Generating and analyzing overlapping peptides through multienzymatic digestion is an efficient procedure for de novo protein using from bottom-up mass spectrometry (MS). Despite improved instrumentation and software, de novo MS data analysis remains challenging. In recent years, deep learning models have represented a performance breakthrough. Incorporating that technology into de novo protein sequencing workflows require machine-learning models capable of handling highly diverse MS data. In this study, we analyzed the requirements for assembling such generalizable deep learning models by systemcally varying the composition and size of the training set. We assessed the generated models' performances using two test sets composed of peptides originating from the multienzyme digestion of samples from various species. The peptide recall values on the test sets showed that the deep learning models generated from a collection of highly N- and C-termini diverse peptides generalized 76% more over the termini-restricted ones. Moreover, expanding the training set's size by adding peptides from the multienzymatic digestion with five proteases of several species samples led to a 2-3 fold generalizability gain. Furthermore, we tested the applicability of these multienzyme deep learning (MEM) models by fully de novo sequencing the heavy and light monomeric chains of five commercial antibodies (mAbs). MEMs extracted over 10000 matching and overlapped peptides across six different proteases mAb samples, achieving a 100% sequence coverage for 8 of the ten polypeptide chains. We foretell that the MEMs' proven improvements to de novo analysis will positively impact several applications, such as analyzing samples of high complexity, unknown nature, or the peptidomics field.

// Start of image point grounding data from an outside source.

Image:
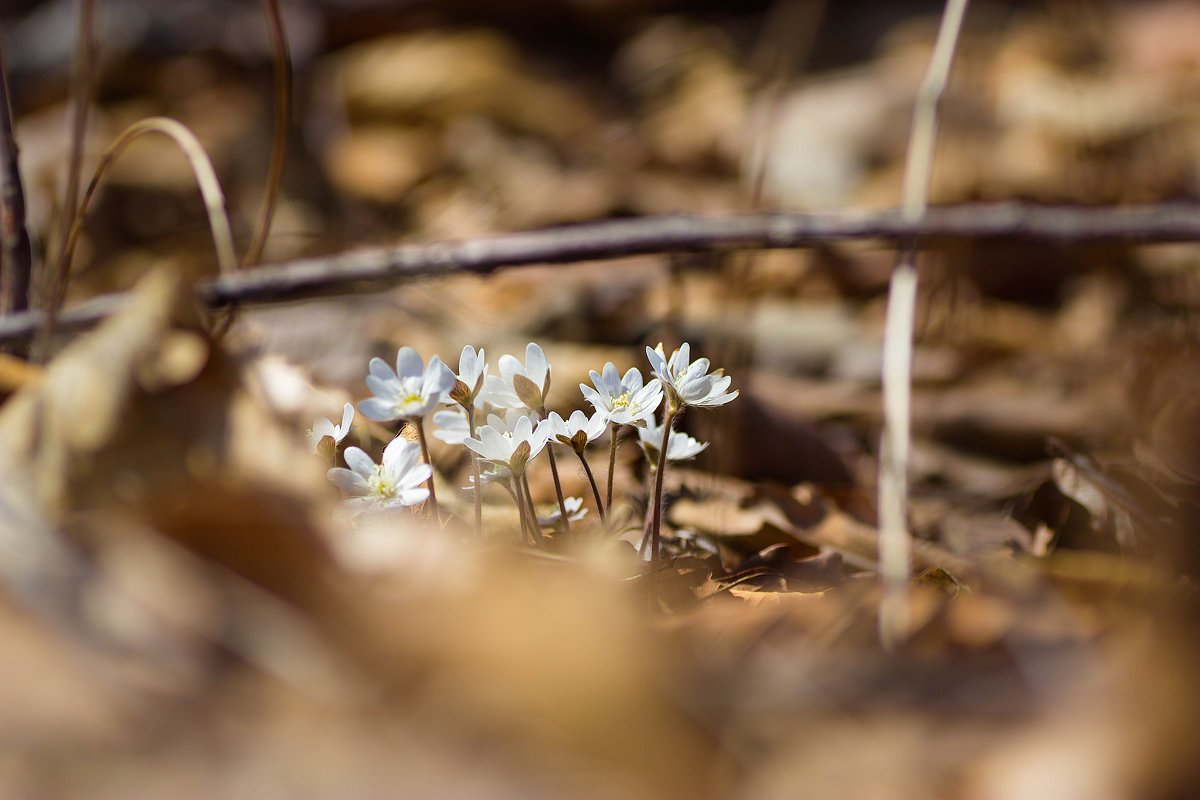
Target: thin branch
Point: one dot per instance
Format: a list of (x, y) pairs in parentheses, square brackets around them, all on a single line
[(283, 79), (81, 104), (16, 254), (611, 239)]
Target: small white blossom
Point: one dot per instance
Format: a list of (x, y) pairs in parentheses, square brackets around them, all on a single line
[(492, 474), (624, 401), (408, 392), (689, 383), (576, 432), (471, 378), (679, 446), (395, 481), (575, 511), (521, 385), (509, 446), (322, 427)]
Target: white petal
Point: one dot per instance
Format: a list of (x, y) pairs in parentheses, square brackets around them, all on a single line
[(347, 417), (412, 497), (510, 366), (400, 455), (378, 409), (633, 379), (360, 462), (408, 362), (347, 481), (415, 476), (321, 428)]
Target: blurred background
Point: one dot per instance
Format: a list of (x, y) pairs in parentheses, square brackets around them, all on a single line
[(1054, 416)]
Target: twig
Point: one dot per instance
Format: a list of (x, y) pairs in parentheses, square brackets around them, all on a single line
[(895, 549), (16, 254), (81, 103), (282, 67), (611, 239)]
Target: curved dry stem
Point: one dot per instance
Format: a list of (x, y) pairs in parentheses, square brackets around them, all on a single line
[(281, 55), (895, 555), (205, 179), (657, 511), (81, 103)]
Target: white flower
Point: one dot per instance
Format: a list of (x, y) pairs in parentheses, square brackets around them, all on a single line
[(323, 427), (624, 401), (395, 481), (411, 391), (679, 446), (451, 425), (469, 382), (521, 385), (509, 446), (575, 511), (689, 384), (576, 432)]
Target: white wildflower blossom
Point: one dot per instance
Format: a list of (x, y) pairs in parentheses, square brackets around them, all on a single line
[(395, 481), (576, 432), (521, 385), (411, 391), (510, 446), (451, 425), (623, 400), (471, 378), (322, 427), (689, 383)]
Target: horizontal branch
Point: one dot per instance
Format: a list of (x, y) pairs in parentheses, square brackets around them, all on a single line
[(660, 234)]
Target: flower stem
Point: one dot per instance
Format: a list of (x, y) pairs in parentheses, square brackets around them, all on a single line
[(558, 485), (474, 465), (533, 513), (612, 464), (425, 453), (657, 515), (595, 489), (519, 495)]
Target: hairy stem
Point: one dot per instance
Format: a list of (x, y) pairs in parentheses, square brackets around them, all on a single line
[(595, 489), (558, 485), (425, 453), (534, 527), (477, 470), (612, 464), (657, 513)]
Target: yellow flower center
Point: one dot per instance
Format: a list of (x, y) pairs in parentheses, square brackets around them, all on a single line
[(379, 485)]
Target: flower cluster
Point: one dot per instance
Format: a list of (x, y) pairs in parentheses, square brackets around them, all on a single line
[(515, 426)]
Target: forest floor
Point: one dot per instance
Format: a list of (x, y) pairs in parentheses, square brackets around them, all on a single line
[(187, 611)]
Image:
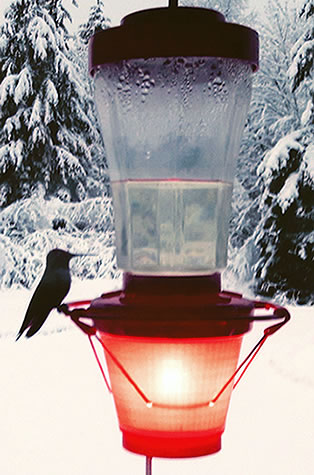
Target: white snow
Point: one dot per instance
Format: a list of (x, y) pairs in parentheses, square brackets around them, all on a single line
[(289, 192), (308, 161), (58, 418), (278, 156)]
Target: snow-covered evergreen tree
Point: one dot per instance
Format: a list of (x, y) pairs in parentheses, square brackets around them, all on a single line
[(274, 111), (97, 21), (285, 234), (46, 134)]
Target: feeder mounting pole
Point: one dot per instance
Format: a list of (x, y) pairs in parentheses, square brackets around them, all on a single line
[(148, 465)]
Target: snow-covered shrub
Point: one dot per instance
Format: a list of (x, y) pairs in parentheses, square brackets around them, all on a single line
[(30, 228)]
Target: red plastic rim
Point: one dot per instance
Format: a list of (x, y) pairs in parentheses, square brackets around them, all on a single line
[(153, 444)]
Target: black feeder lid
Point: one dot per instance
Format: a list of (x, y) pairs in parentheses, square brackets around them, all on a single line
[(168, 32)]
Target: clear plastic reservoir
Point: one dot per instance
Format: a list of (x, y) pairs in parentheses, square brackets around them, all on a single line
[(172, 226), (172, 129)]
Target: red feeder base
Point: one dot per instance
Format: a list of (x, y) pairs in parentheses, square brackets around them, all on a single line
[(172, 445)]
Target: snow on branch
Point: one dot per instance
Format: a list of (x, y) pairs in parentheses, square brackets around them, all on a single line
[(308, 162), (289, 192), (67, 161), (41, 37), (7, 87), (24, 86), (278, 156)]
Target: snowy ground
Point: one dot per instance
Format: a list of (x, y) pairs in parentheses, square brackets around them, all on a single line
[(57, 417)]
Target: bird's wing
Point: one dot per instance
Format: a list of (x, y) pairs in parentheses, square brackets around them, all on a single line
[(48, 294)]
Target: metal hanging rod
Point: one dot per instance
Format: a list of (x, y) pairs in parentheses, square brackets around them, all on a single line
[(148, 465)]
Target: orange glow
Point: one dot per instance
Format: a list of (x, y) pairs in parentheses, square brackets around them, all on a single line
[(178, 377)]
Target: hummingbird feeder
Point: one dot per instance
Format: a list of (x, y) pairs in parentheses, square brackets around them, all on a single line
[(172, 89)]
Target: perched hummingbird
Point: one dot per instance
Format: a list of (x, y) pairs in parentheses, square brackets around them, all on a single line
[(51, 290)]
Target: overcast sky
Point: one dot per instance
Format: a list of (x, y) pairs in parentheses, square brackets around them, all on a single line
[(114, 9)]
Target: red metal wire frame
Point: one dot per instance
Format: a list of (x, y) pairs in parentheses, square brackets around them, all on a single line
[(99, 363), (246, 363), (125, 373), (279, 312)]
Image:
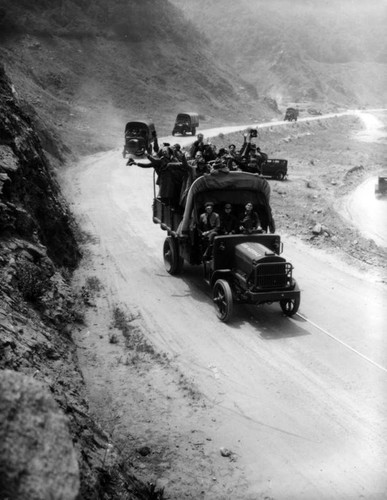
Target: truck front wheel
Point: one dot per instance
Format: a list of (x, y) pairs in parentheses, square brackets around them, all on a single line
[(290, 306), (222, 297), (172, 260)]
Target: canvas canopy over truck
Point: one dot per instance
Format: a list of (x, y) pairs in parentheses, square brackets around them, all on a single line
[(186, 123), (244, 268), (140, 138)]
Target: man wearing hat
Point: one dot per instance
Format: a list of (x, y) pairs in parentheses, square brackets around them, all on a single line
[(229, 223), (209, 224)]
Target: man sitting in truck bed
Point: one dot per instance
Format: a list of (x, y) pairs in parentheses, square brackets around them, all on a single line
[(209, 224)]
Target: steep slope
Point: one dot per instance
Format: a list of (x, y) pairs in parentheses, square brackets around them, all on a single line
[(332, 53), (87, 68)]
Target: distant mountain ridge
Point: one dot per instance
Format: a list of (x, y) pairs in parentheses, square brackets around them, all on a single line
[(331, 52), (88, 67)]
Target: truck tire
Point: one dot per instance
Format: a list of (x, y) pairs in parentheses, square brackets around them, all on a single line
[(290, 306), (172, 261), (222, 297)]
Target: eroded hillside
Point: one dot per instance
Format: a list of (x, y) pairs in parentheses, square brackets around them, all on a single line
[(327, 53), (87, 68)]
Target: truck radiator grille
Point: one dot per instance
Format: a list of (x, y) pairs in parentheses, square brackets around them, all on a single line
[(273, 275)]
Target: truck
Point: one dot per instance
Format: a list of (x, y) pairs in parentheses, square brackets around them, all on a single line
[(291, 114), (381, 186), (244, 268), (186, 123)]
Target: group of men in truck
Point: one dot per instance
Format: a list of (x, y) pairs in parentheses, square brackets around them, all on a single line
[(212, 224)]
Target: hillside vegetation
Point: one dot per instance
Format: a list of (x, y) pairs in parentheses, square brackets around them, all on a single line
[(333, 53), (85, 68)]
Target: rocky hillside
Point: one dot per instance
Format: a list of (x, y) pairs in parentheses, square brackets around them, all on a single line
[(332, 54), (49, 446), (85, 69)]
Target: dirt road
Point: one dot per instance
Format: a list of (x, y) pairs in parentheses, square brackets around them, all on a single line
[(300, 403)]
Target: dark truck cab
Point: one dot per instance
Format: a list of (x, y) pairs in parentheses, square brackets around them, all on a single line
[(186, 123), (244, 268), (291, 114), (140, 139), (274, 168), (381, 186)]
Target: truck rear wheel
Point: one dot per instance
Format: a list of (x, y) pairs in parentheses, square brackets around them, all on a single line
[(172, 260), (222, 297), (290, 306)]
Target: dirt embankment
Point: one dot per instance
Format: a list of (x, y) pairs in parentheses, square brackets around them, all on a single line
[(50, 446)]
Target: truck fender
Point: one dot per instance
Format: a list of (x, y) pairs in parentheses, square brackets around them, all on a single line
[(224, 274)]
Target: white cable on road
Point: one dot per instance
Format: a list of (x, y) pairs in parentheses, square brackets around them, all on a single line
[(342, 343)]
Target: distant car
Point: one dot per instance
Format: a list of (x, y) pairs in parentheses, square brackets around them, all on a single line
[(291, 114), (313, 111), (140, 138), (274, 168), (381, 186), (186, 123)]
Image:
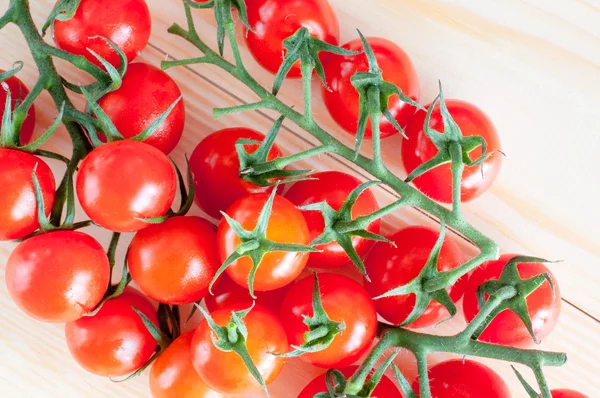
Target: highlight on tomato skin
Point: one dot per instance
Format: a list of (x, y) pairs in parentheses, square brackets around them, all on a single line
[(333, 187), (273, 21), (437, 183), (342, 101)]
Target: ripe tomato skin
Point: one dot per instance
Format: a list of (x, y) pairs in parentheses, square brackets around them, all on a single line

通过多酶消化生成和分析重叠肽是一种从下至上的质谱(MS)从头蛋白质分析的有效方法。尽管仪器和软件得到了改进,从头 MS 数据分析仍然具有挑战性。近年来,深度学习模型取得了性能突破。将该技术纳入从头蛋白质测序工作流程需要能够处理高度多样化 MS 数据的机器学习模型。在这项研究中,我们通过系统地改变训练集的组成和大小来分析组装此类可推广的深度学习模型的要求。我们使用由来自不同物种的多酶消化样品的肽组成的两个测试集来评估生成模型的性能。测试集上的肽召回值表明,从高度 N 端和 C 端多样化肽集合中生成的深度学习模型比受限于 N 端和 C 端的模型具有 76%的更高通用性。此外,通过添加来自多种物种样品的五蛋白酶多酶消化的肽来扩大训练集的大小,可获得 2-3 倍的通用性增益。此外,我们通过对五个商业抗体(mAb)的重链和轻单体链进行完全从头测序来测试这些多酶深度学习(MEM)模型的适用性。MEM 在六个不同蛋白酶 mAb 样品中提取了超过 10000 个匹配和重叠的肽,实现了十个多肽链中的 8 个 100%的序列覆盖率。我们预测,MEM 对从头分析的改进将对几个应用产生积极影响,例如分析高复杂性、未知性质或肽组学领域的样品。